Dulce continua a corroborar esta opinião. E defende que os voluntários ajudam também a criar confiança “e às vezes nota-se que eles têm necessidade, mesmo que seja uma conversa trivial, sobre o tempo, por exemplo, para se sentirem gente”.
Sobre o que encontram nas ruas, esta voluntária defende que há “de tudo”. Por exemplo, na ronda que fizeram na noite da passada sexta-feira, começaram por Lisboa, depois seguiram para Benfica e Amadora, para zonas como a Cova da Moura. E até estas voltas mudam a mentalidade dos funcionários. “São bairros problemáticos. Se me dissessem há três anos que ia para a Cova da Moura, não conseguia. Agora, até me esqueço do sítio onde estou. Acho que essas pessoas retribuem o nosso tempo acolhendo-nos bem. Não me sinto ameaçada nesses sítios. E nunca senti, em sítio nenhum”.
Quando estão com os sem-abrigo, os voluntários não forçam qualquer conversa. Tem tudo que partir deles. “Há voltas que às vezes não conseguimos ter uma conversa mais profunda. Há outros dias alguém quer conversar e nós ficamos o tempo que for preciso”, defendendo que não tem capacidades técnicas para trabalhar as adições e que, para isso, a Comunidade Vida e Paz tem gabinetes próprios para fazer estes trabalhos, os voluntários sinalizam-nos.
Antes de ser voluntária, Dulce confessa que lhe fazia alguma impressão mas que agora vê os sem-abrigo de forma diferente e que é gratificante falar com eles, “nem que seja aqueles 10 minutos de conversa para que eles se sintam gente, porque são”.
Mas desde 2017 até agora, a voluntária diz notar mudanças no perfil do sem-abrigo. E se antes muitos estavam na rua por problemas como o álcool, agora há outros. E a crise da habitação e os preços altos podem ser grandes responsáveis. “Agora vê-se muitos com problemas de droga, gente mais nova. No início não encontrava mulheres, raparigas, e agora encontro. Em menor número que os homens mas existe. Acho que há muita gente mais nova e estrangeiros”, diz detalhando que muitas das sandes entregues são feitas sem fiambre porque existem muitos estrangeiros na rua – que não falam português – e que em inglês lhes pedem ‘no pork’. E deixa um exemplo de que como um ordenado em Portugal nem sempre é suficiente para garantir um teto. “Há muitos condutores da Uber Eats que trabalham mas não ganham o suficiente para pagar um quarto. Trabalham e dormem na rua”.

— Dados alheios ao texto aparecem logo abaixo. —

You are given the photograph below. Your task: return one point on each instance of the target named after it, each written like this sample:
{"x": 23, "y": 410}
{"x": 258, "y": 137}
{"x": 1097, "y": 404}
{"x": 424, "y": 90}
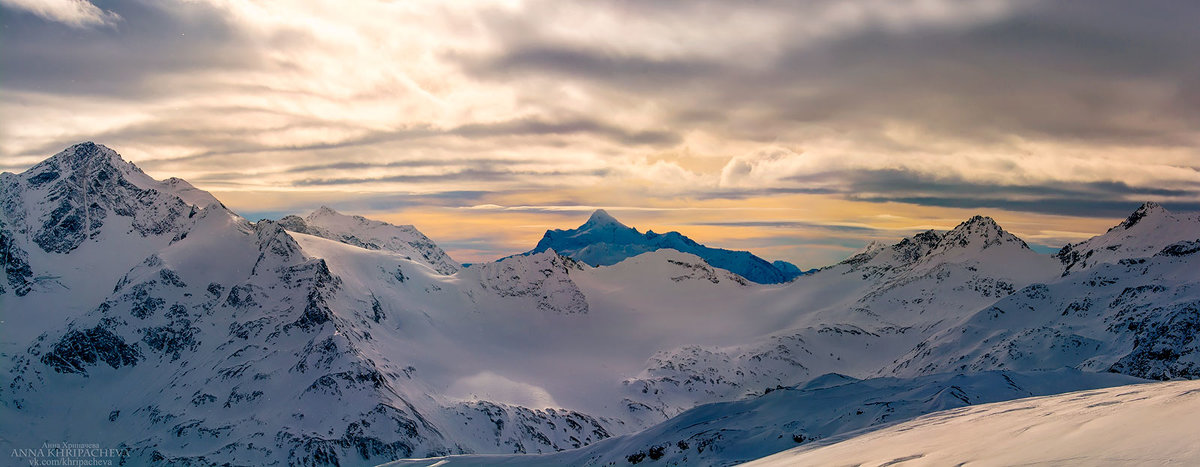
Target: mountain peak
{"x": 1147, "y": 209}
{"x": 85, "y": 154}
{"x": 979, "y": 231}
{"x": 601, "y": 217}
{"x": 324, "y": 211}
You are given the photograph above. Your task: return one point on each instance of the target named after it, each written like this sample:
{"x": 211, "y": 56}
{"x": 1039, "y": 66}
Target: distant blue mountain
{"x": 603, "y": 240}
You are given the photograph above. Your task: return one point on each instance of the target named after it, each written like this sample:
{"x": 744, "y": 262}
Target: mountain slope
{"x": 853, "y": 317}
{"x": 71, "y": 226}
{"x": 1144, "y": 424}
{"x": 363, "y": 232}
{"x": 1146, "y": 232}
{"x": 828, "y": 407}
{"x": 603, "y": 240}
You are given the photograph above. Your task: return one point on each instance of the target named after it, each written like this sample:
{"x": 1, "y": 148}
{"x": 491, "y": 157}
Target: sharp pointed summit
{"x": 981, "y": 232}
{"x": 604, "y": 240}
{"x": 601, "y": 217}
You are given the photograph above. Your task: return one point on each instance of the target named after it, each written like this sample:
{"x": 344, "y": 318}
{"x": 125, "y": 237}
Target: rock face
{"x": 76, "y": 191}
{"x": 543, "y": 277}
{"x": 603, "y": 240}
{"x": 1146, "y": 232}
{"x": 227, "y": 342}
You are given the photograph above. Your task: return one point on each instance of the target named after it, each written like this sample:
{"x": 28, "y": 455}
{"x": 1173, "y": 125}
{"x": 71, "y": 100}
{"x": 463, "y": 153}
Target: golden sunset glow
{"x": 798, "y": 132}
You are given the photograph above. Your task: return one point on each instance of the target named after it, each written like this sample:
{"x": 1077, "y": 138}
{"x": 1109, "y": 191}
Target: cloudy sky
{"x": 797, "y": 130}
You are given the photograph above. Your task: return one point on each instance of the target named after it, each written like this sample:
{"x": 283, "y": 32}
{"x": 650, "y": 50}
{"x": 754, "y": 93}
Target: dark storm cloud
{"x": 1092, "y": 199}
{"x": 574, "y": 126}
{"x": 477, "y": 174}
{"x": 1103, "y": 72}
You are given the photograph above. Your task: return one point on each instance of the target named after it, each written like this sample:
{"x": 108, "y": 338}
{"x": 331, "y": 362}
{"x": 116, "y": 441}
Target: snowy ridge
{"x": 603, "y": 240}
{"x": 159, "y": 321}
{"x": 829, "y": 407}
{"x": 1144, "y": 424}
{"x": 1146, "y": 232}
{"x": 861, "y": 313}
{"x": 1138, "y": 316}
{"x": 544, "y": 279}
{"x": 358, "y": 231}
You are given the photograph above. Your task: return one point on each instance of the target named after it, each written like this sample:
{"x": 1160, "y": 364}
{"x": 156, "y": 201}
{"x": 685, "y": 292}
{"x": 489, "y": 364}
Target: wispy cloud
{"x": 76, "y": 13}
{"x": 787, "y": 118}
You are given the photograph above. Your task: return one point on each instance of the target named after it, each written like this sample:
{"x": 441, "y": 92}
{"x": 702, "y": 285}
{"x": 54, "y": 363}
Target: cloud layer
{"x": 1056, "y": 115}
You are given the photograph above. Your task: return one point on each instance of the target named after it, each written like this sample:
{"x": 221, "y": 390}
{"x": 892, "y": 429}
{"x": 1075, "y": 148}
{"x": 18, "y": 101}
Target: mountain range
{"x": 603, "y": 240}
{"x": 157, "y": 321}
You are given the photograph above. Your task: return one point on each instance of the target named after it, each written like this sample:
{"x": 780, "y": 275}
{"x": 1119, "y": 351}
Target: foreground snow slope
{"x": 1144, "y": 424}
{"x": 189, "y": 334}
{"x": 729, "y": 432}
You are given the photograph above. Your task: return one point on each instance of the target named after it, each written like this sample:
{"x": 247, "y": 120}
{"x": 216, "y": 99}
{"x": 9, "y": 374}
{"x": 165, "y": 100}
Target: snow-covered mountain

Mas apesar de encontrar situações difíceis todos os dias, Dulce confessa que essa é a noite em que dorme melhor. “Não por aquilo que vi mas por pensar que dei um pouco de mim – e recebi –, nem que seja uma boa noite ou um sorriso de um sem abrigo. É muito importante o trabalho do voluntariado. Tentamos ajudar os outros mas este trabalho dá-nos muito. Apesar de estar a lidar com estas realidades, sinto-me grata”.
Depois da nossa conversa os trabalhos continuam. Não tem horas para sair nem para chegar, sendo certo que o regresso é de madrugada. Quando estiver tudo preparado, é hora de saída. Há centenas à espera. Sem teto. Com frio. E fome.